Efficient Preparation of a Magnetic Helical Carbon Nanomotor for Targeted Anticancer Drug Delivery

Abstract

The applications of nanomotors in the biomedical field have been attracting extensive attention. However, it remains a challenge to fabricate nanomotors in a facile way and effectively load drugs for active targeted therapy. In this work, we combine the microwave heating method and chemical vapor deposition (CVD) to fabricate magnetic helical nanomotors efficiently. The microwave heating method can accelerate intermolecular movement, which converts kinetic energy into heat energy and shortens the preparation time of the catalyst used for carbon nanocoil (CNC) synthesis by 15 times. Fe₃O₄ nanoparticles are in situ nucleated on the CNC surface by the microwave heating method to fabricate magnetically driven CNC/Fe₃O₄ nanomotors. In addition, we achieved precise control of the magnetically driven CNC/Fe₃O₄ nanomotors through remote manipulation of magnetic fields. Anticancer drug doxorubicin (DOX) is then efficiently loaded onto the nanomotors via π–π stacking interactions.
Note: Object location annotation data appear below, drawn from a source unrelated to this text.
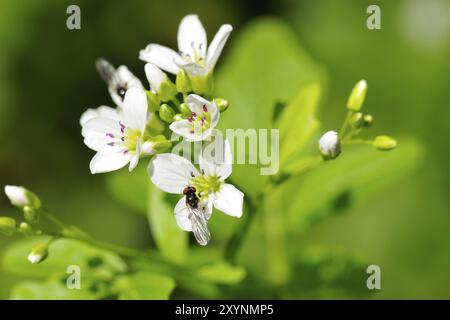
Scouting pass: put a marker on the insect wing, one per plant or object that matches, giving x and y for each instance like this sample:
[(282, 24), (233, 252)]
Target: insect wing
[(197, 216), (106, 71)]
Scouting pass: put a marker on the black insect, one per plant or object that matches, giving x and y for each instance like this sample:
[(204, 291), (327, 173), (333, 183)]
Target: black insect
[(197, 216)]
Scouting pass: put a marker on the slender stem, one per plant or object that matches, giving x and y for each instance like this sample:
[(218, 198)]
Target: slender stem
[(356, 141), (345, 124)]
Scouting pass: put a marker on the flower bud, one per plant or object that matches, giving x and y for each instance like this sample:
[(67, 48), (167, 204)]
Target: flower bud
[(166, 113), (182, 82), (160, 82), (21, 197), (356, 120), (221, 104), (157, 144), (185, 109), (357, 97), (384, 143), (368, 120), (152, 101), (7, 226), (25, 229), (31, 214), (202, 84), (329, 145), (38, 254)]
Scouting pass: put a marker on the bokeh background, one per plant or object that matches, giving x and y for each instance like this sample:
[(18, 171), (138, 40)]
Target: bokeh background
[(48, 79)]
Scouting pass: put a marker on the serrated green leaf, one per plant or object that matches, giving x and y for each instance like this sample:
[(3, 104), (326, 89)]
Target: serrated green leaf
[(298, 122), (351, 179), (145, 286), (93, 262), (130, 188)]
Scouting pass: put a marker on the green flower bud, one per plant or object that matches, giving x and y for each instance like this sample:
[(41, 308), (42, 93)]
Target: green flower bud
[(182, 82), (178, 117), (157, 144), (21, 197), (25, 229), (356, 120), (357, 97), (202, 85), (329, 145), (38, 254), (7, 226), (31, 214), (368, 120), (384, 143), (160, 82), (152, 101), (185, 109), (166, 113), (221, 104)]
Finally, the drug-loaded CNC/Fe₃O₄@DOX nanomotor can accurately accomplish cell targeting under external magnetic field control. Under short-time irradiation of near-infrared light, DOX can be quickly released onto target cells to effectively kill the cells. More importantly, CNC/Fe₃O₄@DOX nanomotors allow for single-cell or cell-cluster-targeted anticancer drug delivery, providing a dexterous platform to potentially perform many medically relevant tasks in vivo. The efficient preparation method and application in drug delivery are beneficial for future industrial production and provide inspiration for advanced micro/nanorobotic systems using the CNC as a carrier for a wide range of biomedical applications.